PostgreSQL Indexing Strategies for Large Production Databases
Indexes make queries fast. Wrong indexes make writes slow, waste disk space, and give the query planner bad options. At scale, indexing is not about adding indexes — it is about adding the right ones and removing the rest.

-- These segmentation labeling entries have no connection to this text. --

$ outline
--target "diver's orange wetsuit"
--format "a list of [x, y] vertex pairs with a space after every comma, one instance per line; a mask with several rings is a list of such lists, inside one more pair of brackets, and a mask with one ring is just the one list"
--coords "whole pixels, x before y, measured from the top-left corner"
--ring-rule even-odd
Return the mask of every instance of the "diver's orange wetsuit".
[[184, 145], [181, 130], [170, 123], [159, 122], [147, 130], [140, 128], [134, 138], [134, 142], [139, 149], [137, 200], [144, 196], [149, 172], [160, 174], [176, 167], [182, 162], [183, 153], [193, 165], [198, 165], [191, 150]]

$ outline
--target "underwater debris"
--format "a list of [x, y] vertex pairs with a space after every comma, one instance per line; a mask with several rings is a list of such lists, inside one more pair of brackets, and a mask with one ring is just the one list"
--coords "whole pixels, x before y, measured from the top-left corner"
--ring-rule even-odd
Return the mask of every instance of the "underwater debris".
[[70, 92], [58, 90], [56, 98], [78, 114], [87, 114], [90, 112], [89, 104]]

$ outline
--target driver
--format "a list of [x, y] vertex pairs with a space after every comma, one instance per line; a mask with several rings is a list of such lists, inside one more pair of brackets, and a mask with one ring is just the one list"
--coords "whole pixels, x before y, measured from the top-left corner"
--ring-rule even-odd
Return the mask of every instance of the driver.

This guide covers indexing strategies for databases with millions of rows where query performance directly affects user experience. If you have not read the PostgreSQL query optimization guide, start there for the fundamentals.
Problem
Large databases develop indexing problems gradually:
- Queries that were fast at 100K rows are slow at 10M rows
- Write performance degrades as indexes accumulate
- Index bloat consumes disk space disproportionate to data size
- The query planner sometimes ignores indexes that should be used
Understanding Index Types
B-tree (Default)
B-tree indexes handle equality and range queries. They are the right choice for 90% of cases:
CREATE INDEX idx_orders_created ON orders(created_at);
-- Supports:
SELECT * FROM orders WHERE created_at > '2024-01-01';
SELECT * FROM orders WHERE created_at BETWEEN '2024-01-01' AND '2024-06-30';
SELECT * FROM orders ORDER BY created_at DESC LIMIT 20;
GIN (Generalized Inverted Index)
GIN indexes handle containment queries — arrays, JSONB, and full-text search:
CREATE INDEX idx_posts_tags ON posts USING gin(tags);
-- Supports:
SELECT * FROM posts WHERE tags @> ARRAY['python'];
SELECT * FROM posts WHERE tags && ARRAY['react', 'typescript'];
GiST (Generalized Search Tree)
GiST indexes handle geometric and range data:
CREATE INDEX idx_events_range ON events USING gist(
tstzrange(start_time, end_time)
);
BRIN (Block Range Index)
BRIN indexes are small and work well on naturally ordered data:
CREATE INDEX idx_logs_created ON logs USING brin(created_at);
If your logs table is append-only and ordered by created_at, BRIN is 100x smaller than B-tree with comparable query performance.
Composite Indexes
Column order matters. Put the most selective column first:
-- If most queries filter by tenant_id AND status:
CREATE INDEX idx_tasks_tenant_status ON tasks(tenant_id, status);
-- This index supports:
WHERE tenant_id = $1 -- ✓ (uses first column)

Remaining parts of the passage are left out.